Landline ‘still lifeline’ in Barbados – FLOW

The Barbadian home telephone, the humble landline, symbol of basic electronic communication here for 135 years appears set to survive through the era of the smartphone and broadband internet, according to a telephone company executive.

According to Country Manager of FLOW Barbados, Jenson Sylvester, Barbadians continue to see their landline as lifeline to friends and relatives overseas.

FLOW, the current owners of the legacy of the Barbados Telephone Company, which issued its first fixed-line service in 1884, had at last estimate in September 2018 around 74,000 fixed-line subscribers. FLOW provides over 600,000 landlines across its markets in the Caribbean and Latin America.

From left, Country Manager Jenson Sylvester, Vice President for Caribbean South Nicolas Collette and Director of Customer Experience Justin Inniss.

It was not immediately clear what percentage of Barbadians landlines was either residential or commercial.

“Landline in Barbados is slightly different to the rest of the Caribbean. Barbadians like to have that landline,” Sylvester told journalists at the Hilton Resort on Thursday, as he announced the introduction of two new triple-play packages of TV, broadband and landline.

Under the two new bundles – Upward Plan and Onward Plan – customers will receive 500 and 1,000 international landline minutes per month, respectively.

Sylvester said while it was no secret that landline business and services were shrinking globally, Barbadians generally still wanted to keep theirs.

He said: “I think people are naturally moving towards mobile. That is not just here, that is not just the Caribbean. That is all over the world. That is just how it is.

“Particularly in Barbados, while we have ensured that we focus on international landline minutes in our packages, the feedback we get from Barbadians is that they want that landline. They want to have those minutes. They want to be able to call [family members overseas]. So as Barbadians, as Caribbean people, we intrinsically understand that and that is the feedback that we got.”

Sylvester said while he could not give details, he was aware that Government’s ongoing restructuring exercise was affecting some Flow Barbados customers based on their spending patterns.

But he did not say what areas of the business were most affected.

FLOW Barbados Director of Customer Experience, Justin Inniss, disclosed that the company was in the process of removing
most of the telephone booths across the country.

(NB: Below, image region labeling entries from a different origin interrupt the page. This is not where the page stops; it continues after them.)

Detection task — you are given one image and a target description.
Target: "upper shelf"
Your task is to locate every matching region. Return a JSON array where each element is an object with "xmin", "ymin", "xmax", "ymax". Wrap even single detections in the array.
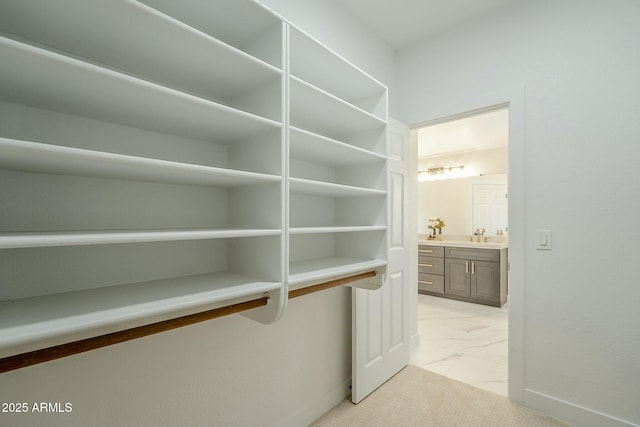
[
  {"xmin": 288, "ymin": 257, "xmax": 387, "ymax": 288},
  {"xmin": 289, "ymin": 178, "xmax": 387, "ymax": 197},
  {"xmin": 141, "ymin": 0, "xmax": 282, "ymax": 67},
  {"xmin": 290, "ymin": 76, "xmax": 386, "ymax": 139},
  {"xmin": 0, "ymin": 0, "xmax": 281, "ymax": 101},
  {"xmin": 0, "ymin": 228, "xmax": 281, "ymax": 249},
  {"xmin": 0, "ymin": 37, "xmax": 282, "ymax": 142},
  {"xmin": 290, "ymin": 127, "xmax": 386, "ymax": 167},
  {"xmin": 289, "ymin": 28, "xmax": 386, "ymax": 119},
  {"xmin": 0, "ymin": 138, "xmax": 282, "ymax": 187}
]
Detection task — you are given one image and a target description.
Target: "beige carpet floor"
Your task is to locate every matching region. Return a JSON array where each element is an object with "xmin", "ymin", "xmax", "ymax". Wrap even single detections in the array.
[{"xmin": 311, "ymin": 365, "xmax": 569, "ymax": 427}]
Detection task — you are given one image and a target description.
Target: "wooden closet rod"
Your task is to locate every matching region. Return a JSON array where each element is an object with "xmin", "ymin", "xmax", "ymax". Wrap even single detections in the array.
[
  {"xmin": 0, "ymin": 271, "xmax": 376, "ymax": 374},
  {"xmin": 0, "ymin": 297, "xmax": 269, "ymax": 373},
  {"xmin": 289, "ymin": 271, "xmax": 377, "ymax": 299}
]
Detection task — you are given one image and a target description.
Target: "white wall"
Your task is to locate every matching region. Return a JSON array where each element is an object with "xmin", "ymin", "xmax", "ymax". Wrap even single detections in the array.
[
  {"xmin": 0, "ymin": 0, "xmax": 394, "ymax": 426},
  {"xmin": 396, "ymin": 0, "xmax": 640, "ymax": 426}
]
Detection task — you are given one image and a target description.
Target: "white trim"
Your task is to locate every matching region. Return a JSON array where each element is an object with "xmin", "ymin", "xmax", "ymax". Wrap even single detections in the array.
[
  {"xmin": 524, "ymin": 389, "xmax": 640, "ymax": 427},
  {"xmin": 275, "ymin": 378, "xmax": 351, "ymax": 427}
]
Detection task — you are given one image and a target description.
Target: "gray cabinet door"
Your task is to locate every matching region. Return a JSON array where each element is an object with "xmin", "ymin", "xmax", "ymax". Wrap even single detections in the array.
[
  {"xmin": 471, "ymin": 261, "xmax": 500, "ymax": 302},
  {"xmin": 444, "ymin": 258, "xmax": 471, "ymax": 298}
]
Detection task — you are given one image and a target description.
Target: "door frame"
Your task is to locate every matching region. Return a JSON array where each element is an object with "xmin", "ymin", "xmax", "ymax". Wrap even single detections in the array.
[{"xmin": 409, "ymin": 87, "xmax": 526, "ymax": 404}]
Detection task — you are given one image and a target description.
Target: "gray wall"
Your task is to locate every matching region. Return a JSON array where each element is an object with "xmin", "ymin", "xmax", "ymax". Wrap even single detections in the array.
[{"xmin": 395, "ymin": 0, "xmax": 640, "ymax": 425}]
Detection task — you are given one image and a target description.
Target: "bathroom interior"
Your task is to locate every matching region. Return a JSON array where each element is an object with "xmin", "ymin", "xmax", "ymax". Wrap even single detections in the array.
[{"xmin": 412, "ymin": 106, "xmax": 509, "ymax": 396}]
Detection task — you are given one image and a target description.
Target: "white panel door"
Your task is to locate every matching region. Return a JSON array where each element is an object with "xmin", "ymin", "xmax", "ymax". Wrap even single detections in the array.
[{"xmin": 351, "ymin": 119, "xmax": 417, "ymax": 403}]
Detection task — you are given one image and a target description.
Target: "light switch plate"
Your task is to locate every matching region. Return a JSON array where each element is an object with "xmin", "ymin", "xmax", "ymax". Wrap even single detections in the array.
[{"xmin": 536, "ymin": 230, "xmax": 551, "ymax": 251}]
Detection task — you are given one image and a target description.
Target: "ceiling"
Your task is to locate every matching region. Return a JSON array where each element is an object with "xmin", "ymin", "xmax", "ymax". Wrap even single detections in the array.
[
  {"xmin": 417, "ymin": 108, "xmax": 509, "ymax": 158},
  {"xmin": 333, "ymin": 0, "xmax": 530, "ymax": 50}
]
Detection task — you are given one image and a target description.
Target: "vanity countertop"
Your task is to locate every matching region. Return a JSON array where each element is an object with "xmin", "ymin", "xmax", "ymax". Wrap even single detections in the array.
[{"xmin": 418, "ymin": 234, "xmax": 509, "ymax": 249}]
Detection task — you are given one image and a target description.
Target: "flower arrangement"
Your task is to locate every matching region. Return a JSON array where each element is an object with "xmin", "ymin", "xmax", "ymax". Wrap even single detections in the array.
[{"xmin": 429, "ymin": 217, "xmax": 446, "ymax": 239}]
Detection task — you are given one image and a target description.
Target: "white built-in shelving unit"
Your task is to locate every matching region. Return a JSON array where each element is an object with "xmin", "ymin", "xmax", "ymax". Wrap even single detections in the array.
[
  {"xmin": 288, "ymin": 28, "xmax": 387, "ymax": 288},
  {"xmin": 0, "ymin": 0, "xmax": 388, "ymax": 355}
]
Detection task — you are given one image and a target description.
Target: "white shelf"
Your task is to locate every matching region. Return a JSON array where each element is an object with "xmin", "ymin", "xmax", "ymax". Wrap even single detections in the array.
[
  {"xmin": 0, "ymin": 138, "xmax": 282, "ymax": 187},
  {"xmin": 0, "ymin": 0, "xmax": 282, "ymax": 100},
  {"xmin": 0, "ymin": 0, "xmax": 388, "ymax": 353},
  {"xmin": 289, "ymin": 257, "xmax": 387, "ymax": 288},
  {"xmin": 289, "ymin": 29, "xmax": 385, "ymax": 116},
  {"xmin": 289, "ymin": 127, "xmax": 386, "ymax": 167},
  {"xmin": 141, "ymin": 0, "xmax": 282, "ymax": 66},
  {"xmin": 290, "ymin": 76, "xmax": 386, "ymax": 139},
  {"xmin": 289, "ymin": 178, "xmax": 387, "ymax": 197},
  {"xmin": 0, "ymin": 228, "xmax": 282, "ymax": 249},
  {"xmin": 290, "ymin": 225, "xmax": 387, "ymax": 236},
  {"xmin": 0, "ymin": 37, "xmax": 281, "ymax": 142},
  {"xmin": 0, "ymin": 272, "xmax": 281, "ymax": 348}
]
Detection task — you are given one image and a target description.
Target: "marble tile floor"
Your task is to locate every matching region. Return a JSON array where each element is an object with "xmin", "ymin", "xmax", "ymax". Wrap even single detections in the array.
[{"xmin": 410, "ymin": 294, "xmax": 508, "ymax": 396}]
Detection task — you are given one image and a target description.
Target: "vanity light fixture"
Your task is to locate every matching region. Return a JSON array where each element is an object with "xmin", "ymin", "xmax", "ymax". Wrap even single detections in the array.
[{"xmin": 418, "ymin": 165, "xmax": 465, "ymax": 182}]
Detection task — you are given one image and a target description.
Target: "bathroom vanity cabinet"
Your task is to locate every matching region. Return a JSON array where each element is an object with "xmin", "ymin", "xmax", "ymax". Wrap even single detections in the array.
[{"xmin": 418, "ymin": 242, "xmax": 508, "ymax": 307}]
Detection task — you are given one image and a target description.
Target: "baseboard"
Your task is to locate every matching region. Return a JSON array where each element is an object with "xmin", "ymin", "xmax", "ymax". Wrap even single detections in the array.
[
  {"xmin": 524, "ymin": 389, "xmax": 640, "ymax": 427},
  {"xmin": 276, "ymin": 378, "xmax": 351, "ymax": 427}
]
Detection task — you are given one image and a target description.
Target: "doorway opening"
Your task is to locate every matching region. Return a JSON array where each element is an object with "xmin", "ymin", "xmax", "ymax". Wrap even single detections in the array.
[{"xmin": 411, "ymin": 104, "xmax": 509, "ymax": 396}]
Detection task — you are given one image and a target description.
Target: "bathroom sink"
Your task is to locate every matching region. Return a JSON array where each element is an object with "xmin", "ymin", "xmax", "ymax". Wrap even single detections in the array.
[{"xmin": 418, "ymin": 234, "xmax": 509, "ymax": 249}]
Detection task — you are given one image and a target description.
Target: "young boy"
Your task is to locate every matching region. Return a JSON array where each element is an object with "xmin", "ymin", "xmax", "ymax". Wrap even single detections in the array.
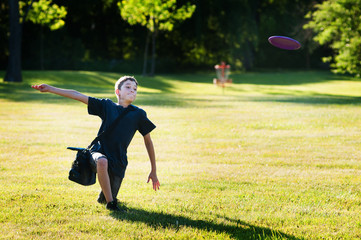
[{"xmin": 32, "ymin": 76, "xmax": 160, "ymax": 211}]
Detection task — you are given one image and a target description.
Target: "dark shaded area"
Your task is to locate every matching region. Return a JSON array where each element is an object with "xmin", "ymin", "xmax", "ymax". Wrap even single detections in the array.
[{"xmin": 111, "ymin": 208, "xmax": 302, "ymax": 240}]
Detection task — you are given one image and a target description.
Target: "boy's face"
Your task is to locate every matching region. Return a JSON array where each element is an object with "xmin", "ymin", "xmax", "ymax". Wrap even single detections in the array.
[{"xmin": 116, "ymin": 80, "xmax": 138, "ymax": 103}]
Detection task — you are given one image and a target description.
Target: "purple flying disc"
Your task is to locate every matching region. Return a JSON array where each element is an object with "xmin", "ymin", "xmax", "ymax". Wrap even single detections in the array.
[{"xmin": 268, "ymin": 36, "xmax": 301, "ymax": 50}]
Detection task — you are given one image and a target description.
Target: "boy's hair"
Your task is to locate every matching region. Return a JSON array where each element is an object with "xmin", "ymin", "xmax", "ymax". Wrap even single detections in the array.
[{"xmin": 114, "ymin": 76, "xmax": 138, "ymax": 90}]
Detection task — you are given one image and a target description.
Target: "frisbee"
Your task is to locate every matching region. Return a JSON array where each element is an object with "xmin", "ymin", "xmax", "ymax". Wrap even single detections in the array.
[{"xmin": 268, "ymin": 36, "xmax": 301, "ymax": 50}]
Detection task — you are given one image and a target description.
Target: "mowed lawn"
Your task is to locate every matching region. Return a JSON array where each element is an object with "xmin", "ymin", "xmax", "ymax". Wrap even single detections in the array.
[{"xmin": 0, "ymin": 71, "xmax": 361, "ymax": 240}]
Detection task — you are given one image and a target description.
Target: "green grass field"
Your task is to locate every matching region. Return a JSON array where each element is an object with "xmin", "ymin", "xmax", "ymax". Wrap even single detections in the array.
[{"xmin": 0, "ymin": 71, "xmax": 361, "ymax": 240}]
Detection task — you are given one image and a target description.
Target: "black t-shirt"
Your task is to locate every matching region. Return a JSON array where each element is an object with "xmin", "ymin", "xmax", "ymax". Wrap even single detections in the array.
[{"xmin": 88, "ymin": 97, "xmax": 155, "ymax": 178}]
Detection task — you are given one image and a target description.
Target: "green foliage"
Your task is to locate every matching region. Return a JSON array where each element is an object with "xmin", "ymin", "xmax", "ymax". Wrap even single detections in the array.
[
  {"xmin": 118, "ymin": 0, "xmax": 195, "ymax": 32},
  {"xmin": 19, "ymin": 0, "xmax": 67, "ymax": 30},
  {"xmin": 305, "ymin": 0, "xmax": 361, "ymax": 75}
]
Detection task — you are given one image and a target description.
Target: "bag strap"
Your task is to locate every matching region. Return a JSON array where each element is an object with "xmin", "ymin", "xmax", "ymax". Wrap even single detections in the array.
[{"xmin": 88, "ymin": 105, "xmax": 133, "ymax": 149}]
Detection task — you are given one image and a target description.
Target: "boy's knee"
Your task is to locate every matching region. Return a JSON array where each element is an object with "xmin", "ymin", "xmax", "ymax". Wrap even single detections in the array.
[{"xmin": 97, "ymin": 158, "xmax": 108, "ymax": 169}]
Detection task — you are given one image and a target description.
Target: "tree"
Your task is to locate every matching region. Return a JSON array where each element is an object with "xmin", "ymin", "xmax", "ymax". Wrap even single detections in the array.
[
  {"xmin": 4, "ymin": 0, "xmax": 66, "ymax": 82},
  {"xmin": 118, "ymin": 0, "xmax": 195, "ymax": 76},
  {"xmin": 305, "ymin": 0, "xmax": 361, "ymax": 76}
]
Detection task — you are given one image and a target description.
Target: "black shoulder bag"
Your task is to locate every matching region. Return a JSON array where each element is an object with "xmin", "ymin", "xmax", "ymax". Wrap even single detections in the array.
[{"xmin": 67, "ymin": 106, "xmax": 131, "ymax": 186}]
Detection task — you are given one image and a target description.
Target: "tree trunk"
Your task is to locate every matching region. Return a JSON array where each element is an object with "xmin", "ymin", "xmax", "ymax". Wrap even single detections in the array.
[
  {"xmin": 143, "ymin": 31, "xmax": 150, "ymax": 77},
  {"xmin": 4, "ymin": 0, "xmax": 22, "ymax": 82},
  {"xmin": 150, "ymin": 19, "xmax": 157, "ymax": 77}
]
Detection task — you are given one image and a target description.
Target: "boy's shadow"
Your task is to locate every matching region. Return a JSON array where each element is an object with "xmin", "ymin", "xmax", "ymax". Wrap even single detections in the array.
[{"xmin": 110, "ymin": 208, "xmax": 301, "ymax": 240}]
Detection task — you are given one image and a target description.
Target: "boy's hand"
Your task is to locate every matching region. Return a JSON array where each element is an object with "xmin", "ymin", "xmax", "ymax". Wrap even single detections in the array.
[
  {"xmin": 147, "ymin": 172, "xmax": 160, "ymax": 191},
  {"xmin": 31, "ymin": 84, "xmax": 50, "ymax": 92}
]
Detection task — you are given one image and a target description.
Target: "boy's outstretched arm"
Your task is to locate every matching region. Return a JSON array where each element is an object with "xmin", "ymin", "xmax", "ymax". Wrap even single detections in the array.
[
  {"xmin": 31, "ymin": 84, "xmax": 89, "ymax": 104},
  {"xmin": 144, "ymin": 133, "xmax": 160, "ymax": 191}
]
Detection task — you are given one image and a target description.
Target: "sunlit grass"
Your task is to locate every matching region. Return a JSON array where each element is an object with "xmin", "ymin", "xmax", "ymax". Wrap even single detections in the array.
[{"xmin": 0, "ymin": 71, "xmax": 361, "ymax": 239}]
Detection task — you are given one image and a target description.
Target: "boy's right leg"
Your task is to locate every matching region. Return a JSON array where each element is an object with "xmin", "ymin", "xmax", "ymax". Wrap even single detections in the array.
[
  {"xmin": 97, "ymin": 157, "xmax": 114, "ymax": 203},
  {"xmin": 98, "ymin": 173, "xmax": 123, "ymax": 204}
]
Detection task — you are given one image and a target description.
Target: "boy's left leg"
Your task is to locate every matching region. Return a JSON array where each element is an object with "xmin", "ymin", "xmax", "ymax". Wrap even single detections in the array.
[{"xmin": 98, "ymin": 173, "xmax": 123, "ymax": 204}]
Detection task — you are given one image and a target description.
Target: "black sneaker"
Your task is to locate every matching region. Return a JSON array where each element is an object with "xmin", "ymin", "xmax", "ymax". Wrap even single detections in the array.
[{"xmin": 107, "ymin": 200, "xmax": 123, "ymax": 212}]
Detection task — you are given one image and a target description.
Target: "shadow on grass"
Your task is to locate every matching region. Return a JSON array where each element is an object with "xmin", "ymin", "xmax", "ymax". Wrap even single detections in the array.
[{"xmin": 110, "ymin": 208, "xmax": 301, "ymax": 240}]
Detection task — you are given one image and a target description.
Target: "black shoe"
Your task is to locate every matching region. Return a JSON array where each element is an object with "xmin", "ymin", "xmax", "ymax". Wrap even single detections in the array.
[{"xmin": 107, "ymin": 200, "xmax": 124, "ymax": 212}]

He could not immediately say how many of them were still existing or even in working condition, but said the number had dropped significantly from well over 1,000.

“We have been looking at that business, to be honest. I think that business is almost gone. There are actually very few phone booths that are used by customers. So we have been actually removing them from around the country,” Inniss revealed.

But, he said there were still several booths that were being used and therefore would remain.

“Today we have gone from having well over 1,000 phone booths and what we are doing is looking at where they are being used. If they are being used by customers they stay. If they are in locations that nobody uses them then they just mainly become an obstruction so we want to get them out of the way,” he said.